By the late twenties, Joe was set for life, his children were approaching college age and Joe was opening up the world for his children. Then came that ominously infamous Black Friday in October when the stock market took a dive and people were losing their life savings. Joe’s empire was not saved from this financial disaster that overtook the country. The Stock Market was still a bit of a mystery to Joe. Joe understood working hard and dealing in tangible items such as real estate, groceries and clothes but had little understanding of the mystical world of the stock market.
Men were committing suicide on a daily bases over their financial loses. This Joe did not understand either. It was only money. He made a lot of it once and he felt confident that with Maria beside him, he could do it again. This would be something new for his children, but not for him or Maria. They would have to teach their children how to cope with the loss of money and to survive and rebuild. It would make them stronger people. His proud Italian heritage would see him through these tough times as it had before.

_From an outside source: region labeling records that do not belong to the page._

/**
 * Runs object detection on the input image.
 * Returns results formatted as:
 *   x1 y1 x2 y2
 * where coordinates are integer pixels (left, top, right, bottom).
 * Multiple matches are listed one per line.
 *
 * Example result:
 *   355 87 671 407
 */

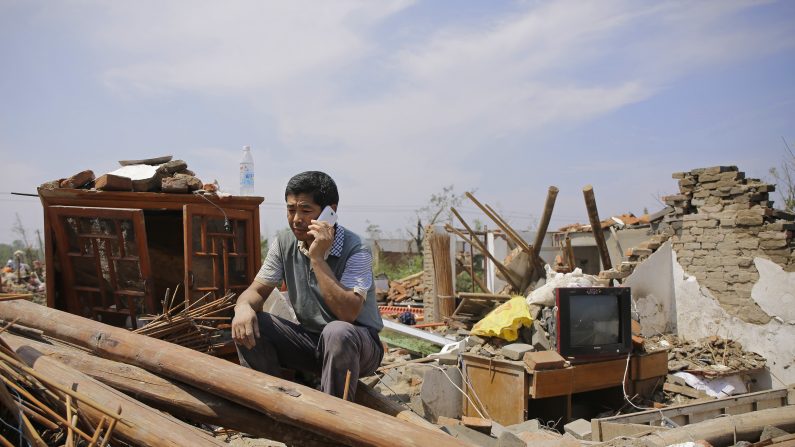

Over the next ten years, Joe and Maria had rebuilt their empire and in the process had taught their children how an empire is built. The Stock Market Crash made the Andolino family that much closer. As a family they soon became a force to be reckoned with on the financial front all across America. With war brewing in Europe they expanded into companies with defense contracts, which only bolstered their standing in their adopted homeland.
During the later days of the Depression, Joe and Maria had to give up their palatial estate on the Upper East Side. As soon as Joe could, he purchased the estate back from the bank. He presented the estate to Maria and the children at a big celebration that he held at the estate to formally welcome his six children into his business empire as full partners. They had all worked hard and suffered through the devastating financial setbacks that saw weaker families fall apart. They had heeded their parent’s sage business advice and succeeded in helping him rebuild his empire. They earned it. If the Andolino family could adhere to that strict work ethic started by Joe the Ragman they would be set financially for generations to come.